Choć kwestionowane przepisy ustawy o PIT pozostały w mocy, to jednak w zgodnej opinii ekspertów tezy uzasadnienia mogą mieć duże znaczenie dla praktyki sądowej i fiskalnej. Przypomnijmy, że TK sformułował kilka kryteriów (m.in. wymierności korzyści, jakie odnosi pracownik), na podstawie których można stwierdzić, że dane świadczenie jest przychodem do opodatkowania.

Sędziowie nie stwierdzili jednoznacznie, czy udział w imprezie integracyjnej lub otrzymanie od firmy pakietu medycznego zawsze podlega podatkowi.

– Wyrok powinien być wskazówką dla przyszłych orzeczeń sądów administracyjnych – uważa Alicja Sarna, doradca podatkowy w MDDP. Eksperci nie szczędzą jednak krytyki wyrokowi.

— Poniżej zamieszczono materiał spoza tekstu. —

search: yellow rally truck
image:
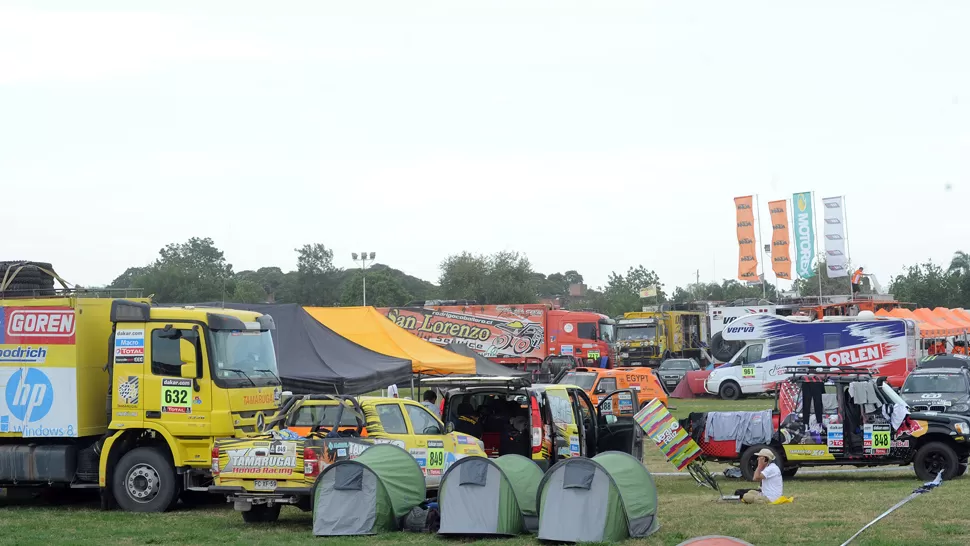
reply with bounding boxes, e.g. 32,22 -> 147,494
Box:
616,310 -> 707,367
0,296 -> 281,512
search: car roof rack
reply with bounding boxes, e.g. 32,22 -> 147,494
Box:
782,365 -> 875,378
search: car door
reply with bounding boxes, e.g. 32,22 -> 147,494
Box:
737,343 -> 766,392
543,387 -> 581,460
402,402 -> 449,487
594,389 -> 642,459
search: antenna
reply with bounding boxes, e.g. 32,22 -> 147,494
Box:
222,275 -> 226,309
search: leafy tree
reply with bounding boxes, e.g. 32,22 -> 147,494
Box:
109,266 -> 148,289
229,279 -> 267,303
236,267 -> 286,302
293,243 -> 341,306
600,265 -> 665,316
439,252 -> 488,301
439,251 -> 537,304
948,251 -> 970,276
889,262 -> 961,308
123,237 -> 234,302
340,270 -> 411,307
792,261 -> 857,297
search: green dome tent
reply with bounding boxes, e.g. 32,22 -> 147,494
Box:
312,444 -> 426,536
437,454 -> 544,536
537,451 -> 659,542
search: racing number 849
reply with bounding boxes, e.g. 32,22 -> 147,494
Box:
428,450 -> 444,468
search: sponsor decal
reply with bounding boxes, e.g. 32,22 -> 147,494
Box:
825,343 -> 887,366
827,424 -> 844,455
161,378 -> 192,414
1,367 -> 77,437
243,393 -> 275,405
409,448 -> 428,471
726,322 -> 755,334
864,424 -> 892,455
561,345 -> 574,355
117,375 -> 139,406
791,192 -> 815,278
0,307 -> 76,345
114,329 -> 145,364
569,435 -> 580,457
427,440 -> 445,475
563,323 -> 574,334
456,435 -> 475,445
0,346 -> 47,363
920,393 -> 943,399
223,442 -> 298,475
116,411 -> 137,417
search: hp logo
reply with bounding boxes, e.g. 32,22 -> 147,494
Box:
5,368 -> 54,422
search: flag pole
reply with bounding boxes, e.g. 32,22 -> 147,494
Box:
812,191 -> 823,301
843,194 -> 854,297
755,194 -> 767,299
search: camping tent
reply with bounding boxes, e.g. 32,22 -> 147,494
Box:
442,342 -> 530,377
537,451 -> 659,542
174,303 -> 412,394
312,444 -> 426,536
437,454 -> 543,536
305,307 -> 476,375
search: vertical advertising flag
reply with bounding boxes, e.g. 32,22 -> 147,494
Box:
822,196 -> 849,277
791,192 -> 815,279
734,196 -> 759,282
768,199 -> 792,280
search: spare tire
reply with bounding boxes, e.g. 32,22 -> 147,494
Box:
710,332 -> 744,363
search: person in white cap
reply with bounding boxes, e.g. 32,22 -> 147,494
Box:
742,448 -> 783,504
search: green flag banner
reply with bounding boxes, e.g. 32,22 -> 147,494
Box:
791,191 -> 815,279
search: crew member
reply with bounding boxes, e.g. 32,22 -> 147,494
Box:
422,390 -> 440,417
740,448 -> 783,504
387,383 -> 399,398
851,267 -> 865,294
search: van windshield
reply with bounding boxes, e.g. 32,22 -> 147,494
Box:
560,372 -> 597,390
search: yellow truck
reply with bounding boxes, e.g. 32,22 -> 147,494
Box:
616,310 -> 707,367
0,296 -> 281,512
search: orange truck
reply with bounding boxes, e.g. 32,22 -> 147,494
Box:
380,302 -> 617,368
558,367 -> 667,410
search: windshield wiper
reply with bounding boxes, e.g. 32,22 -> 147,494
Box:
254,368 -> 281,385
222,368 -> 256,387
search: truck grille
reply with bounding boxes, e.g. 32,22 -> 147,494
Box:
233,409 -> 277,434
624,346 -> 659,358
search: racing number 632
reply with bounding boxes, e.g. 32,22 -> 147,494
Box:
164,389 -> 188,405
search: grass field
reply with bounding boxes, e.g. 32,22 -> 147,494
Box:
2,397 -> 968,545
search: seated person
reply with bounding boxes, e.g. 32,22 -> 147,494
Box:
738,448 -> 784,504
454,401 -> 484,438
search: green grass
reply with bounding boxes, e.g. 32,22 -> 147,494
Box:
2,397 -> 968,545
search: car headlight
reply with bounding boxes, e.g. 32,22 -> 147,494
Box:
950,404 -> 970,413
477,439 -> 485,451
955,422 -> 970,435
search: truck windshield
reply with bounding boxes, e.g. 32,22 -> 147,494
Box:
599,323 -> 615,343
902,373 -> 968,394
559,371 -> 597,390
211,329 -> 280,387
618,325 -> 656,341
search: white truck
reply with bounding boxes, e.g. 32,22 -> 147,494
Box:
705,313 -> 919,400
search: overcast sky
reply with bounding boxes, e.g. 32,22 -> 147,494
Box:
2,1 -> 967,292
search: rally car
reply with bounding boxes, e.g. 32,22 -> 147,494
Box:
688,366 -> 970,482
900,367 -> 970,418
209,394 -> 485,523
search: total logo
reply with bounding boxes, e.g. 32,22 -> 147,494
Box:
4,368 -> 53,423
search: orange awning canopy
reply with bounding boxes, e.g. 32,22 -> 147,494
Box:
304,306 -> 476,376
875,308 -> 948,338
932,307 -> 970,331
913,308 -> 968,337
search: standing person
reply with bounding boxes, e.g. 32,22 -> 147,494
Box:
387,383 -> 399,398
422,390 -> 440,417
740,448 -> 783,504
851,267 -> 865,294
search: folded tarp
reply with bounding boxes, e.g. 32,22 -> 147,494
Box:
442,342 -> 529,377
185,303 -> 412,394
305,306 -> 476,376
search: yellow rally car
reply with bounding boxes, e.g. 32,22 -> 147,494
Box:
209,394 -> 485,523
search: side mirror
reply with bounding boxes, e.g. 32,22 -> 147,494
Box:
179,338 -> 198,378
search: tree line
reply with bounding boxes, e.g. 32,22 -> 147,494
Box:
104,237 -> 970,314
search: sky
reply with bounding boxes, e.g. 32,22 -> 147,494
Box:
2,1 -> 968,292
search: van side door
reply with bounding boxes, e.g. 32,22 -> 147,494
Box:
736,343 -> 766,392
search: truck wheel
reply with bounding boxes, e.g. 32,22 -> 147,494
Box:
740,445 -> 781,481
914,442 -> 960,481
242,503 -> 282,523
719,381 -> 741,401
782,467 -> 799,478
113,447 -> 180,513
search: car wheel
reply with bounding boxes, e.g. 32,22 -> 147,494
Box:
740,444 -> 781,482
782,467 -> 799,478
241,503 -> 282,523
719,381 -> 741,401
914,441 -> 960,481
112,447 -> 180,513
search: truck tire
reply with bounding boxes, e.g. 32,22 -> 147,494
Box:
718,381 -> 741,401
740,444 -> 781,481
782,467 -> 799,478
914,442 -> 960,481
242,503 -> 282,523
113,447 -> 181,513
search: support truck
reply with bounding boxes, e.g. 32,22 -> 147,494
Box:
616,311 -> 707,368
380,303 -> 617,368
0,296 -> 281,512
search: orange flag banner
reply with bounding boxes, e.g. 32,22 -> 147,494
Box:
768,199 -> 792,280
734,196 -> 758,281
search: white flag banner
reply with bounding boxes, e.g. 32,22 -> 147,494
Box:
822,196 -> 849,277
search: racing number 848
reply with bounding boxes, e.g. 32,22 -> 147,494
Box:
873,431 -> 890,448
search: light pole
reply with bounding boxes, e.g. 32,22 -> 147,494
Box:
351,252 -> 376,306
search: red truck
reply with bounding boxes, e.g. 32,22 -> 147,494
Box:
379,302 -> 617,368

– Trybunał pozostawił niedosyt, bo kwestionowane przepisy pozostały w mocy, a to oznacza, że wciąż możemy mieć do czynienia z rozbieżnymi interpretacjami – ocenia doradca podatkowy Andrzej Taudul, partner w kancelarii Paczuski & Taudul.

Z kolei Joanna Narkiewicz-Tarłowska, doradca podatkowy z PwC, docenia analityczne dzieło TK, ale zwraca uwagę, że nie zawsze wskazówki z wyroku będą prowadziły do jednoznacznych wniosków.

– Niektóre użyte przez sędziów określenia, w tym „indywidualnie określona wartość świadczenia", mogą być dalej różnie rozumiane, zarówno przez podatników, jak i władze skarbowe – zaznacza ekspertka, sugerując, by z oceną wyroku TK wstrzymać się do opublikowania pisemnego uzasadnienia.

Fakt, że przepisy ustawy o PIT pozostały w mocy, oznacza, że nie można zastosować reguł ordynacji podatkowej o wznowieniu już zakończonych postępowań podatkowych w wyniku uchylenia przepisów przez TK.

Inaczej może wyglądać sytuacja podatników, którym władze skarbowe jeszcze nie wymierzyły podatku, np. od udziału w firmowej imprezie, albo gdy trwa spór z fiskusem na tym tle.

– Argumentacja oparta na tezach wyroku Trybunału może być wykorzystana w toczących się postępowaniach – podkreśla Alicja Sarna.

Eksperci zwracają też uwagę, że Trybunał uznał przepisy za zgodne z konstytucją, jeśli są rozumiane w ten sposób, że „inne nieodpłatne świadczenie" oznacza wyłącznie przysporzenie majątkowe o indywidualnie określonej wartości otrzymane przez pracownika.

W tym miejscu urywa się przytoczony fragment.